Star Trek is one of the most culturally influential televsision shows—and perhaps the most influential science fiction TV series—in history. The original series, which aired in the late sixties, has since spawned five successor series, eleven movies, a plethora of merchandise, and a multi-billion dollar industry collectively known as the Star Trek fracnchise.
Gene Rodenberry sold Star Trek in 1964 to NBC as a classic adventure drama, calling it a "Wagon Train to the Stars". In reality, Roddenberry wanted to tell more sophisticated stories, using futuristic situations as analogies for current problems on Earth and rectifying them through humanism and optimism. The show's writers frequently addressed moral and social issues in the episodes by tackling topics such as slavery, warfare and discrimination. The opening line "to boldly go where no man has gone before" was taken almost verbatim from a US White House booklet on space produced after the Sputnik flight in 1957.

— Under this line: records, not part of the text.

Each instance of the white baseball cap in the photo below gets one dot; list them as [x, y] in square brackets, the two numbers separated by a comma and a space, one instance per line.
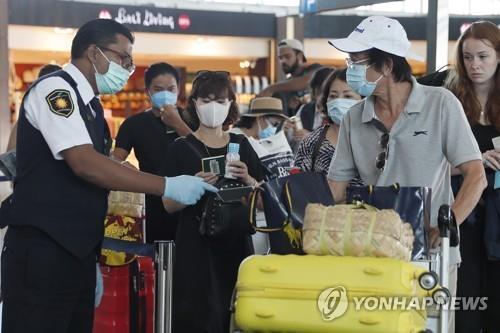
[378, 32]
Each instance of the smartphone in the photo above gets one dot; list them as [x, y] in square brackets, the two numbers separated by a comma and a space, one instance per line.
[234, 194]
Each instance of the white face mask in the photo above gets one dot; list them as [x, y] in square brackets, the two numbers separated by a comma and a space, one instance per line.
[212, 114]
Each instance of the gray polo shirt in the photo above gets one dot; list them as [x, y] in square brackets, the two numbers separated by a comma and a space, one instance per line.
[429, 135]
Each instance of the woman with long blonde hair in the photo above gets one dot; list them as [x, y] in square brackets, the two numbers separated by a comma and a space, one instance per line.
[475, 80]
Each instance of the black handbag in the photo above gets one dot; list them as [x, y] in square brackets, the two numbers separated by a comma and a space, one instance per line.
[285, 200]
[222, 219]
[413, 204]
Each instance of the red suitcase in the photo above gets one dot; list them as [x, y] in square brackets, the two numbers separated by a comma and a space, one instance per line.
[127, 304]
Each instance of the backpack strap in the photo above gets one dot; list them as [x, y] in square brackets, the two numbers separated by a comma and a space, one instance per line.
[317, 147]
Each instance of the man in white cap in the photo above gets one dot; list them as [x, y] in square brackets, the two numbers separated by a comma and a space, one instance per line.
[403, 132]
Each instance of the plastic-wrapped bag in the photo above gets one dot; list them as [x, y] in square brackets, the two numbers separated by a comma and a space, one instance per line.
[356, 230]
[125, 221]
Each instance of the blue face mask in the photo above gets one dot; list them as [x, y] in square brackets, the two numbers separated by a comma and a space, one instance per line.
[113, 80]
[267, 132]
[356, 79]
[338, 107]
[162, 98]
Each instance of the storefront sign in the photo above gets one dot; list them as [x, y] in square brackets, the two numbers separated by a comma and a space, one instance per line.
[145, 17]
[73, 14]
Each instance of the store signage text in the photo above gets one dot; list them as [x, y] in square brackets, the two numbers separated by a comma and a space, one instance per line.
[145, 18]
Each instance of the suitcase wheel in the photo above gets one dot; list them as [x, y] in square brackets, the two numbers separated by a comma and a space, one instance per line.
[428, 280]
[441, 296]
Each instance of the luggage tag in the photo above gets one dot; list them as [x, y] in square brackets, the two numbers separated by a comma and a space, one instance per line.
[215, 165]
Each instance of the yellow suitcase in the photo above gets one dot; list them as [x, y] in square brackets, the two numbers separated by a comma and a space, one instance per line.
[287, 294]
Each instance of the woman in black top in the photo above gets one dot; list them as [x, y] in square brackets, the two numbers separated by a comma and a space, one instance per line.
[206, 270]
[475, 80]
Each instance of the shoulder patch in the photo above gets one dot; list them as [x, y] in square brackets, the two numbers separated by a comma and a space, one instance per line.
[60, 102]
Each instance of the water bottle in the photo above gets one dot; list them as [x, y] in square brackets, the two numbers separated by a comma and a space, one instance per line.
[233, 154]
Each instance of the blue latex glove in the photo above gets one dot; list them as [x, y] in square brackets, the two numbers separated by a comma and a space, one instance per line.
[497, 180]
[186, 190]
[99, 286]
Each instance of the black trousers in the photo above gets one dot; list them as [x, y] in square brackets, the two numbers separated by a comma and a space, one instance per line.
[493, 293]
[45, 288]
[471, 276]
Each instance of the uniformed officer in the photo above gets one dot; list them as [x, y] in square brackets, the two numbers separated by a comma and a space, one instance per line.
[56, 212]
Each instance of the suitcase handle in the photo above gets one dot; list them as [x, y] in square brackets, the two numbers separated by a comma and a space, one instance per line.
[372, 271]
[268, 269]
[369, 321]
[264, 314]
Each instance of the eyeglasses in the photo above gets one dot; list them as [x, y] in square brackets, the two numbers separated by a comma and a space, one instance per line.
[382, 156]
[205, 74]
[126, 60]
[349, 62]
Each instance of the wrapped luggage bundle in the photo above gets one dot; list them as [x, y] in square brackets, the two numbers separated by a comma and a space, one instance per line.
[356, 230]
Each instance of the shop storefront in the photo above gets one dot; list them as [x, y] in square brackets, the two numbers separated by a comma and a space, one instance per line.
[240, 43]
[319, 28]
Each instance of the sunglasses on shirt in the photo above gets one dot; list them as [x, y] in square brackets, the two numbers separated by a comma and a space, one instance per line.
[382, 156]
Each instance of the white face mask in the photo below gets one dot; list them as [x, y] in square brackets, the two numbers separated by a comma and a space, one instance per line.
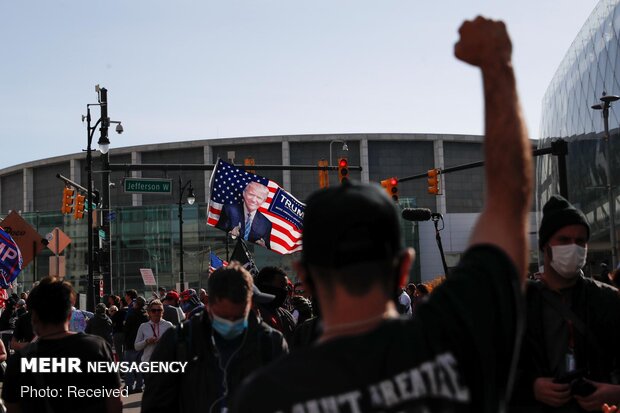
[568, 260]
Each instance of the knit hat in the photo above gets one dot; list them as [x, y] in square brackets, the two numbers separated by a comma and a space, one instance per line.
[350, 224]
[100, 308]
[559, 213]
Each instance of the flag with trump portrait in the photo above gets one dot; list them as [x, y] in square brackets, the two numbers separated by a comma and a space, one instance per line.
[11, 260]
[255, 209]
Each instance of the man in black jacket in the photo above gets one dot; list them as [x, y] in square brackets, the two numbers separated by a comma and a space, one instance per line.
[135, 317]
[569, 360]
[222, 346]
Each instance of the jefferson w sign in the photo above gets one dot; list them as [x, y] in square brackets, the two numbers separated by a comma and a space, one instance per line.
[147, 186]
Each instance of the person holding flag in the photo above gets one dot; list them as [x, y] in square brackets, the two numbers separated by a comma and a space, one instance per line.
[255, 209]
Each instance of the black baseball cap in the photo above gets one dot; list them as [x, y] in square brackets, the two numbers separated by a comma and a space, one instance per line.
[350, 224]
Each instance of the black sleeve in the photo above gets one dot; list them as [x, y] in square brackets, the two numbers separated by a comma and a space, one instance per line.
[10, 387]
[20, 331]
[479, 312]
[161, 390]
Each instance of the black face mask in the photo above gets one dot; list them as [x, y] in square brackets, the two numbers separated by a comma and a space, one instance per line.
[280, 294]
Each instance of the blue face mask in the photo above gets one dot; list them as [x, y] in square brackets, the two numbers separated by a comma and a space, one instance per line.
[229, 329]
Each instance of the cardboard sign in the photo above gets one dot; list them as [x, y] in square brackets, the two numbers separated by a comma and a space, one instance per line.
[11, 261]
[147, 276]
[58, 240]
[27, 239]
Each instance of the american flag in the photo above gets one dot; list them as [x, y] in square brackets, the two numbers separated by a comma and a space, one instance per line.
[282, 209]
[216, 262]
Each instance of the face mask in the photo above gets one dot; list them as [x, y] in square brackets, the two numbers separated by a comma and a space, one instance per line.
[229, 329]
[568, 260]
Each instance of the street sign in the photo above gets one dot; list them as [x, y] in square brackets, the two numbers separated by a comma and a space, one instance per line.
[147, 276]
[147, 186]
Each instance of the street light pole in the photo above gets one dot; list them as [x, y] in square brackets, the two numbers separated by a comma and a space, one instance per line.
[90, 298]
[345, 147]
[93, 199]
[191, 198]
[607, 100]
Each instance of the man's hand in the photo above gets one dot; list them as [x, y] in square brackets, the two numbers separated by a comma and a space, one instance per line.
[483, 43]
[604, 393]
[550, 393]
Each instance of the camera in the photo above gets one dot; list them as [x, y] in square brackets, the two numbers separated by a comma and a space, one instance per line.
[579, 386]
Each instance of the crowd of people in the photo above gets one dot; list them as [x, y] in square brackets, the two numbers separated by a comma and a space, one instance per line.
[352, 335]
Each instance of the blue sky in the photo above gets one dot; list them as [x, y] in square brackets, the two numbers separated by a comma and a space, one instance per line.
[184, 70]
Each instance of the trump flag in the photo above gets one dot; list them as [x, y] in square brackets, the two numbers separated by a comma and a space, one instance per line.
[255, 209]
[10, 259]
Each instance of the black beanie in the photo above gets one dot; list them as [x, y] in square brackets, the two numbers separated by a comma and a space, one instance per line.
[558, 213]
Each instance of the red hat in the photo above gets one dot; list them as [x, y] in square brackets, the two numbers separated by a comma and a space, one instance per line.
[172, 295]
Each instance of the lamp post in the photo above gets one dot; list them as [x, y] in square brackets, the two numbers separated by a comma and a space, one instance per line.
[93, 196]
[191, 198]
[345, 147]
[607, 100]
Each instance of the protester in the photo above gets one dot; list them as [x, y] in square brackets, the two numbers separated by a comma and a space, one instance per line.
[273, 280]
[118, 329]
[150, 332]
[457, 354]
[23, 333]
[569, 355]
[403, 303]
[100, 325]
[50, 303]
[190, 303]
[130, 299]
[223, 345]
[79, 318]
[135, 318]
[204, 297]
[172, 312]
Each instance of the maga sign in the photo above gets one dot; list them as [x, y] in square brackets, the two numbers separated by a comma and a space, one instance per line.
[10, 259]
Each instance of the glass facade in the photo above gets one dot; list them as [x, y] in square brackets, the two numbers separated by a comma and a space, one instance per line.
[148, 237]
[589, 70]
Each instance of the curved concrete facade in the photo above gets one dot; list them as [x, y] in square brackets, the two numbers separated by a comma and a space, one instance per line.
[145, 227]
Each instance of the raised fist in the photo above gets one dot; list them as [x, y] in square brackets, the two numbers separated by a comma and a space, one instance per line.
[483, 43]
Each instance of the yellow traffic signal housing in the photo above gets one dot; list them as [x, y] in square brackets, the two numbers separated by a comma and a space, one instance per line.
[433, 181]
[391, 187]
[67, 200]
[343, 170]
[323, 174]
[79, 206]
[249, 161]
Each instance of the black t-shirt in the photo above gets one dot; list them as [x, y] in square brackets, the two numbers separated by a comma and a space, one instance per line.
[455, 356]
[20, 387]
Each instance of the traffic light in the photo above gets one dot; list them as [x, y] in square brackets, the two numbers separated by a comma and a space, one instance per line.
[343, 170]
[249, 161]
[391, 187]
[323, 174]
[79, 206]
[67, 200]
[433, 181]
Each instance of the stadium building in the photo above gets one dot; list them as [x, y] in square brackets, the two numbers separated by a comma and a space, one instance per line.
[145, 227]
[589, 71]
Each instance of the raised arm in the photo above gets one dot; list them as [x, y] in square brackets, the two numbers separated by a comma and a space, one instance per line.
[508, 160]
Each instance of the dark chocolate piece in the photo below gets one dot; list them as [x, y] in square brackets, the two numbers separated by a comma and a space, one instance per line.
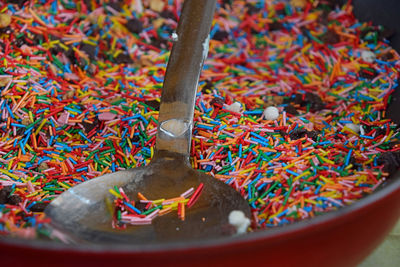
[38, 207]
[301, 132]
[134, 26]
[166, 14]
[220, 35]
[89, 50]
[390, 161]
[387, 56]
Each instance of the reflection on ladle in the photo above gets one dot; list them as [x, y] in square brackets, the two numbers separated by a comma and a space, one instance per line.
[81, 212]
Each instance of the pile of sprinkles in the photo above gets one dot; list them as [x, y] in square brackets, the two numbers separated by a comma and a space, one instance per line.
[128, 212]
[290, 109]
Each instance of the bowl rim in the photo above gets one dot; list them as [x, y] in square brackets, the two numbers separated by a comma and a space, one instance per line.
[263, 235]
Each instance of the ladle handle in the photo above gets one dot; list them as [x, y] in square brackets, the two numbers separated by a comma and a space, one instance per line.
[182, 75]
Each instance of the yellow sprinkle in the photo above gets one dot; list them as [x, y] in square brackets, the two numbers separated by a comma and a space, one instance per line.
[112, 192]
[63, 185]
[9, 174]
[40, 126]
[325, 179]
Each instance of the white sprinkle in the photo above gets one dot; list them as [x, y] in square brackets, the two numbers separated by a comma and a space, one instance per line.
[368, 56]
[239, 221]
[353, 127]
[271, 113]
[235, 107]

A major inspiration for Star Trek was the science-fiction film Forbidden Planet. There were previous sophisticated science fiction TV shows that were either anthology series such as The Twilight Zone, but Star Trek was the first American science-fiction series with a continuing cast that was aimed at adults telling morality tales with complex narratives.
Although earlier British science-fiction shows done with marionettes and soap operas had interracial casting, it was unique for an American live-action series to do this. When there were few non-white or foreign roles in American television dramas, Roddenberry created a multi-ethnic crew for the Enterprise, including an African Woman, a Scotsman, a Japanese American, and—most notably—an alien, the half-Vulcan Spock. In the second season, reflecting the contemporaneous Cold War, Roddenberry added a Russian crewmember. The original series is also credited with American television's first interracial kiss.

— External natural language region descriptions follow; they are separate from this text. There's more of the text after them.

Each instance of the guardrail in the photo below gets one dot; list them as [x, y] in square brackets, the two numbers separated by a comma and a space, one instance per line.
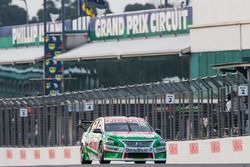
[233, 150]
[184, 110]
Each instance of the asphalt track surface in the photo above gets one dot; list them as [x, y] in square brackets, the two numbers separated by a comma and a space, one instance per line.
[153, 165]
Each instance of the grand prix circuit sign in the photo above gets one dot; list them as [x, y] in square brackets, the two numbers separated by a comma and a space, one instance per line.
[145, 23]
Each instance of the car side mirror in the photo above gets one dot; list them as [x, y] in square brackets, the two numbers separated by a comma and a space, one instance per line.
[81, 126]
[158, 131]
[97, 130]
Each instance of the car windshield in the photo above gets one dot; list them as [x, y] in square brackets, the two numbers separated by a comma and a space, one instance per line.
[128, 127]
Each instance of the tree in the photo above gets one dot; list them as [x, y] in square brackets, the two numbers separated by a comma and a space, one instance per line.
[137, 6]
[51, 8]
[11, 14]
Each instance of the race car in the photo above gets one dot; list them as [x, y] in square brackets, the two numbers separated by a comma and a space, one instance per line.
[122, 139]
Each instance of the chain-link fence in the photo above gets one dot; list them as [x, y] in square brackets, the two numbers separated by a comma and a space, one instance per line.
[184, 110]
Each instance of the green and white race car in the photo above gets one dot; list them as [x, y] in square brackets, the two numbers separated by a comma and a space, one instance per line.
[122, 139]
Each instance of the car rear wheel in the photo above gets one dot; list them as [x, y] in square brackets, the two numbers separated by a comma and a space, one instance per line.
[101, 155]
[83, 161]
[140, 162]
[160, 162]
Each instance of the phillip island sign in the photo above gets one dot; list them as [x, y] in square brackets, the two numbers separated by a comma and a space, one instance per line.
[145, 23]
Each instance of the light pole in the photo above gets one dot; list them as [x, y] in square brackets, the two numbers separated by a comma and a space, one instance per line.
[27, 11]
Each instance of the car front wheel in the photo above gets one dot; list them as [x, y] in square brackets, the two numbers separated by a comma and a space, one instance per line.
[101, 155]
[160, 162]
[83, 159]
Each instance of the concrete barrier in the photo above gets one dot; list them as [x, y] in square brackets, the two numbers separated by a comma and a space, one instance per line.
[212, 151]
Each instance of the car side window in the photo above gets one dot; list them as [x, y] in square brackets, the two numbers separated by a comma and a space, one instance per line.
[100, 125]
[90, 127]
[95, 125]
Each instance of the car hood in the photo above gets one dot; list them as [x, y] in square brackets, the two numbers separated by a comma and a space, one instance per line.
[133, 135]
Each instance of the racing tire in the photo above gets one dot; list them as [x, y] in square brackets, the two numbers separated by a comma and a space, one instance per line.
[140, 162]
[160, 162]
[101, 155]
[83, 161]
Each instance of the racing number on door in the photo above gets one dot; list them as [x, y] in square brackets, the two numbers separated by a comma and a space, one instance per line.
[170, 98]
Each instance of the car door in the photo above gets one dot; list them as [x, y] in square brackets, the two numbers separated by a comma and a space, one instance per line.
[96, 137]
[89, 137]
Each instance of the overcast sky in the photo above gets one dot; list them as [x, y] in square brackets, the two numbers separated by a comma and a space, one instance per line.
[117, 6]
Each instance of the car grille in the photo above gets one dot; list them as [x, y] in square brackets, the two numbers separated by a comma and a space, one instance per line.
[138, 143]
[139, 155]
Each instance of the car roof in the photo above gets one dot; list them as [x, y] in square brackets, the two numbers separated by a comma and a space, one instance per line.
[122, 117]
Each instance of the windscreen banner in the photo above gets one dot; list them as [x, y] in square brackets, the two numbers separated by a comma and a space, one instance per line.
[167, 21]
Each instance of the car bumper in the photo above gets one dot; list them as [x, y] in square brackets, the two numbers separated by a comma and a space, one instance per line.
[118, 154]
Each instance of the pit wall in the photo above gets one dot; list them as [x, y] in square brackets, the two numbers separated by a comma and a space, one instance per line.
[219, 151]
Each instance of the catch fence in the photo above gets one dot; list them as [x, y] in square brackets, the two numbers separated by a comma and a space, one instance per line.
[183, 110]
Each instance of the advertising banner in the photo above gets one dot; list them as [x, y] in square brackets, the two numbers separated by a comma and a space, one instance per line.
[28, 35]
[139, 24]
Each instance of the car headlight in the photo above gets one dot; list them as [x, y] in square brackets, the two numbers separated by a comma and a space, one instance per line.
[110, 142]
[162, 142]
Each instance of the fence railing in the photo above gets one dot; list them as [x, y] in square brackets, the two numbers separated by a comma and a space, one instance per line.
[184, 110]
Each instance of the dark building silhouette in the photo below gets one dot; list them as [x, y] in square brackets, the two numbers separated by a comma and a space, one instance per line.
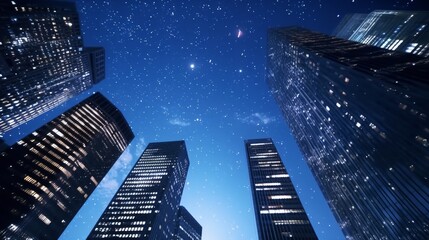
[146, 204]
[403, 31]
[46, 177]
[187, 228]
[42, 59]
[278, 210]
[3, 145]
[360, 116]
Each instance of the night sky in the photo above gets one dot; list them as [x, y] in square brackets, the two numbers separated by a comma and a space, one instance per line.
[195, 70]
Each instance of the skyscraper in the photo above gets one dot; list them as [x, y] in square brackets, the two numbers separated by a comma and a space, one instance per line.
[187, 228]
[46, 177]
[360, 117]
[404, 31]
[42, 59]
[349, 24]
[146, 204]
[278, 210]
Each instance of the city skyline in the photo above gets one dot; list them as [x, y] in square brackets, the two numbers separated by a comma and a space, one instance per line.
[278, 210]
[146, 206]
[195, 71]
[48, 175]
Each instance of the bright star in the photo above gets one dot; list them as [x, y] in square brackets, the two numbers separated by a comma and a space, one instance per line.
[239, 33]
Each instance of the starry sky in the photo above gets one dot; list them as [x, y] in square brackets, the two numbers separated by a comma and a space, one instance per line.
[195, 70]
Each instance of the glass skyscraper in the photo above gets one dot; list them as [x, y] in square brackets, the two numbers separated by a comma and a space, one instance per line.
[147, 203]
[187, 228]
[42, 59]
[360, 116]
[47, 176]
[404, 31]
[349, 24]
[278, 210]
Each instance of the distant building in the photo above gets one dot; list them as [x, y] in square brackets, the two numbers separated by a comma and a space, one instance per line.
[278, 210]
[42, 59]
[3, 145]
[403, 31]
[47, 176]
[187, 227]
[146, 205]
[360, 115]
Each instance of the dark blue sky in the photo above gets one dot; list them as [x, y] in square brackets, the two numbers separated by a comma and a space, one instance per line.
[180, 70]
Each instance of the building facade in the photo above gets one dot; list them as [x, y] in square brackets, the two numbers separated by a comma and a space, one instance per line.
[146, 204]
[278, 210]
[47, 176]
[43, 62]
[349, 24]
[404, 31]
[360, 117]
[187, 228]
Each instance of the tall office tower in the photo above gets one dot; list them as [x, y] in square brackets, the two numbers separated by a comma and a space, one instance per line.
[360, 116]
[349, 24]
[46, 177]
[42, 59]
[278, 210]
[146, 205]
[403, 31]
[187, 228]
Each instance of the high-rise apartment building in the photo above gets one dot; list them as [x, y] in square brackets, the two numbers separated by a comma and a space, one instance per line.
[42, 59]
[278, 210]
[47, 176]
[404, 31]
[360, 116]
[146, 204]
[187, 228]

The series gained multiple Emmys award nominations during its run, but never won. Despite a restricted budget (obvious at times), the show's special effects were superior to contemporary TV shows (if you can believe it now), its stories were often written by prominent science fiction authors (though often re-written by the show's regular writers), and many of its production values—such as costumes and set design—were of high caliber for such a low budget. Some of the production staff of The Outer Limits worked on Star Trek and often made creative re-use of effects of props from the earlier series.
During its network run from 1966 to 1969, ratings were mediocre. A letter-writing campaign by fans, unprecedented in size, contributed to NBC's decision to renew the series for a third season, but the network put the show in a, and TOS was finally canceled after its third season. Ironically Star Trek is one of the few shows that is immortalized and more popular in re-runs than when it was originally broadcast.